Fiber is essential for a healthy digestive system. It offers an extended feeling of fullness that helps prevent overeating. To ensure enough fiber intake, you must include vegetables, fruit, pulses, and wholegrain foods in your daily meals.

Wholegrains foods such as oats, brown pasta and rice, quinoa and whole-wheat bread and wraps, instead of refined grain foods like white pasta and rice, and white bread.

Keep yourself hydrated

Good hydration is essential for good health. Whenever accessible and harmless for consumption, tap water is the healthiest and cheapest drink. It is even the most sustainable, as it creates no waste, compared to bottled water. Drinking water rather than sugar-sweetened beverages is an easy way to restrict your intake of sugar and excess calories.

For enhancing the taste, fresh or frozen fruits such as berries or slices of citrus fruits along with cucumber or herbs like mint, lavender or rosemary may be added in the meal.

Avoid drinking high amounts of strong coffee, strong tea, and particularly caffeinated soft drinks and energy drinks. These may cause dehydration and can harmfully impact your sleeping patterns.

Avoid alcohol consumption

Alcohol changes the mind and d produce a harmful substance, which weakens the immune system. Therefore, the consumption of alcohol in the COVID-19 pandemic can be harmful as it impacts the body’s ability to cope with infectious diseases.

It is suggested that alcohol must be avoided, particularly when in self-quarantine. As a psychoactive substance, it put a negative impact on our mental state and decision-making and makes you more susceptible to risks like falls, injuries, or violence. Alcohol consumption may be the reason for depression, anxiety, fear, and panic – symptoms that can strengthen during isolation and self-quarantine.

Alcohol also makes particular medications less effective, while raising the strength and toxicity of others. Do not drink alcohol in combination with pain medication, as it will hinder your liver functioning and might cause severe problems, including liver failure.

Under no conditions should you drink any type of alcoholic product as a precautionary or treatment measure against COVID-19? Alcohol is not an essential part of your diet and not a part of a healthy lifestyle, therefore you should keep it away from your shopping list.

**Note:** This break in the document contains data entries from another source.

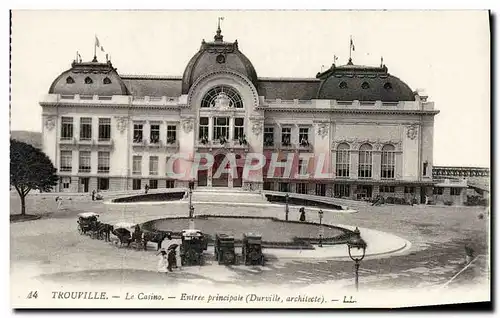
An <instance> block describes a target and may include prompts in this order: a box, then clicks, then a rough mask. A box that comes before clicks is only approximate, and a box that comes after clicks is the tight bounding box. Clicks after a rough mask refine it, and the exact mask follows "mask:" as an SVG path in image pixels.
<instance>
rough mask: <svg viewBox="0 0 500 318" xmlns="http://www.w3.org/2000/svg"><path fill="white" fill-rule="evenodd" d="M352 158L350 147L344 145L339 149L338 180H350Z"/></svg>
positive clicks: (336, 163)
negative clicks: (349, 148)
mask: <svg viewBox="0 0 500 318" xmlns="http://www.w3.org/2000/svg"><path fill="white" fill-rule="evenodd" d="M350 163H351V158H350V151H349V145H348V144H346V143H342V144H340V145H338V147H337V156H336V159H335V165H336V168H337V169H336V176H337V178H348V177H349V168H350Z"/></svg>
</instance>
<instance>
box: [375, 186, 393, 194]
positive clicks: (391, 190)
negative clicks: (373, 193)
mask: <svg viewBox="0 0 500 318" xmlns="http://www.w3.org/2000/svg"><path fill="white" fill-rule="evenodd" d="M379 192H380V193H394V192H396V187H395V186H380V187H379Z"/></svg>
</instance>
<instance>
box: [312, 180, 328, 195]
mask: <svg viewBox="0 0 500 318" xmlns="http://www.w3.org/2000/svg"><path fill="white" fill-rule="evenodd" d="M314 194H316V195H319V196H322V197H324V196H325V195H326V185H325V184H324V183H317V184H316V189H315V192H314Z"/></svg>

Take pleasure of family meals

The social distancing linked with the COVID-19 pandemic has meant that many families are spending more time with each other at home that creates new opportunities to share meals. Preparing meals together is essential for parents to be role models for healthy eating, and growing healthy relationships among family members.

Prolong time at home during the COVID-19 period may also offer new opportunities to include children in cooking healthy foods that can help them attain important life skills, they can carry into later life. Letting children pick what vegetables to include in your meal may persuade them to eat them at the table.

When involving kids in cooking, it is crucial to keep meals simple. Never forget to teach kids about proper food safety along with regular hand washing, cleaning surfaces, and avoiding consumption of particular raw ingredients.

Anthony Constantinou writes articles for health and finance industry, including the current business trends and professional advice. Apart from writing, he enjoys doing social work, charity, love traveling, playing indoor and outdoor games, and loves interacting with all right-thinking people. You can get to his write-ups by typing the word “Anthony Constantinou” into Google.